For the average first world woman, there’s quite a bit of time, 20-40 years, in between our roles as Mother (Lachesis, if you’re into Greek mythology) and death: the Crone (Atropos) role. Is it possible to embrace that phase and use it as the period of fertility for the mind and soul, instead of spending the first half pining for our prior roles and the second half waiting to die? Is it realistic to think about using this time to deepen connections and understanding, broaden our world when we’re still fully occupied with getting by?
As I think, I’m thinking of women like myself, on the fringe. Women whose adult worth has been not just tied but knotted with wife-ing (whether you stayed a wife or not) and mothering. Women who have jobs–paid or unpaid–but not careers, who don’t have initials after their name to proclaim their continued relevance. I don’t pretend women of privilege don’t face some of the same issues, after all, they’re still women, but I think it’s different; easier to remain relevant for a longer period of time when you’re respected in a field of study, know you still have quite a bit to say that’s worth being heard, can purchase the right clothes, cosmetics, surgeries to present yourself the way you wish to be seen.
I make no judgement about that last bit, by the way. If I had the money and freedom, I think I’d have a little tweaking done at this point in my life. Not to attract or please anyone but myself. For me. Can that be distilled, separated from the society I live in which dictates what is or is not attractive? Probably not.

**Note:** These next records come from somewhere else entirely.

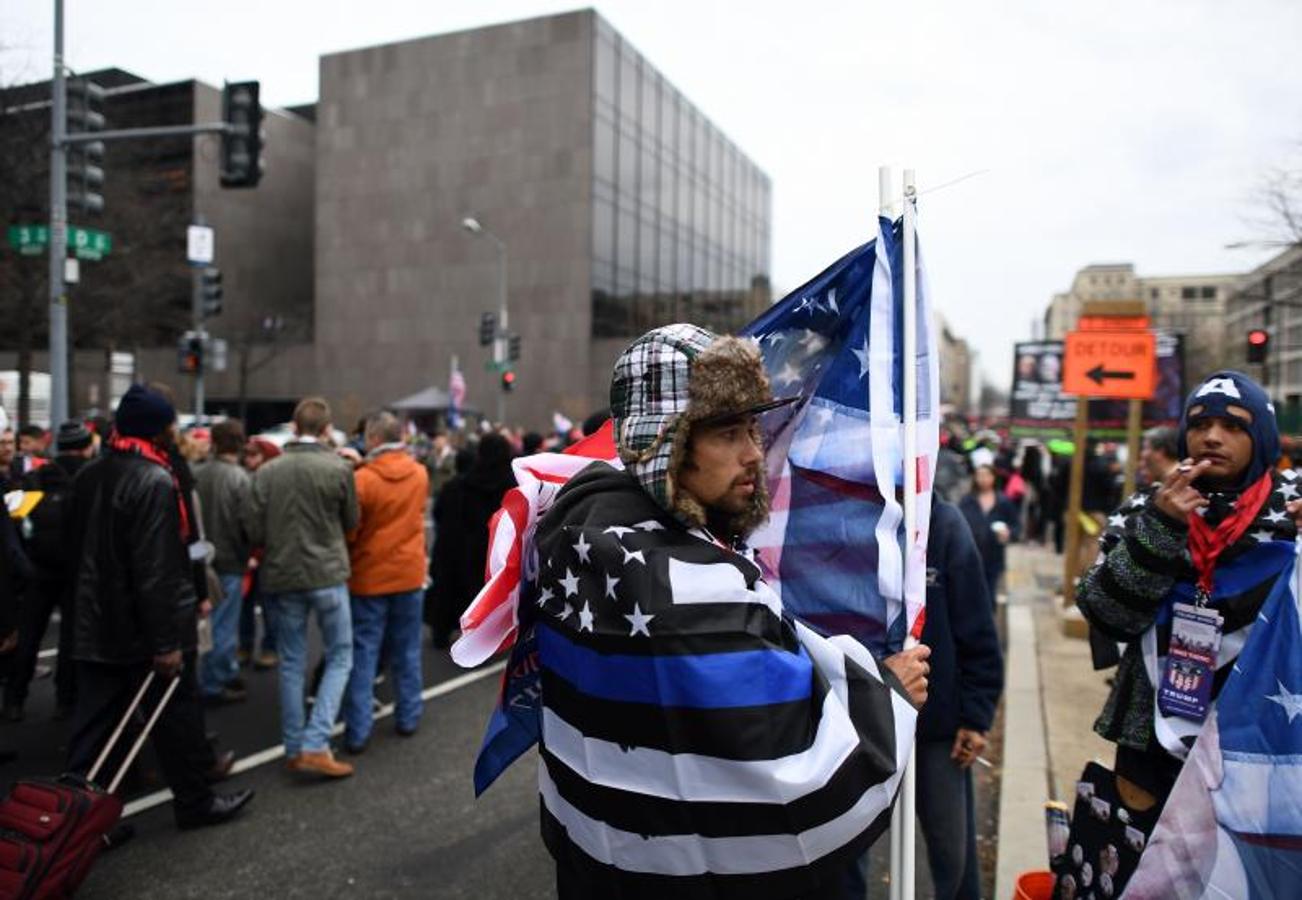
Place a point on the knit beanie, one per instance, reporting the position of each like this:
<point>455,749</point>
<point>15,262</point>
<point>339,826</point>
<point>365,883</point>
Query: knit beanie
<point>143,413</point>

There is a difference in how women of different socioeconomic brackets see themselves and present themselves. When I was at that lit bar the other night, I was chatting with a woman, another friend of the friend I was there to hear. She asked if I was a writer and I said, “Well, I’m a wannabe.” With great confidence, she told me not to say that; if I write, I’m a writer. I’m not so sure. Do I write? Yes. Do I have skill and talent? Maybe, I think so. But I’m a pretty good cook, too. I’ve left restaurants wishing I had stayed home and eaten my own sauce. But I certainly wouldn’t identify myself as a chef. Even as I argue for recognition, I question my validity.
Imagine a crone culture. A culture that valued women as they age; saw experience, caregiving, and connectedness as valid alternatives to degrees earned for 30 year old, forgotten lessons. What if those experiences could be used for opportunities?
Maybe, though. Maybe. Maybe in my imaginary world where crones are empowered. Instead of being reduced we are a reduction–as in cooking. Thickened and intensified, adding richness and bringing the individual components of the dish together.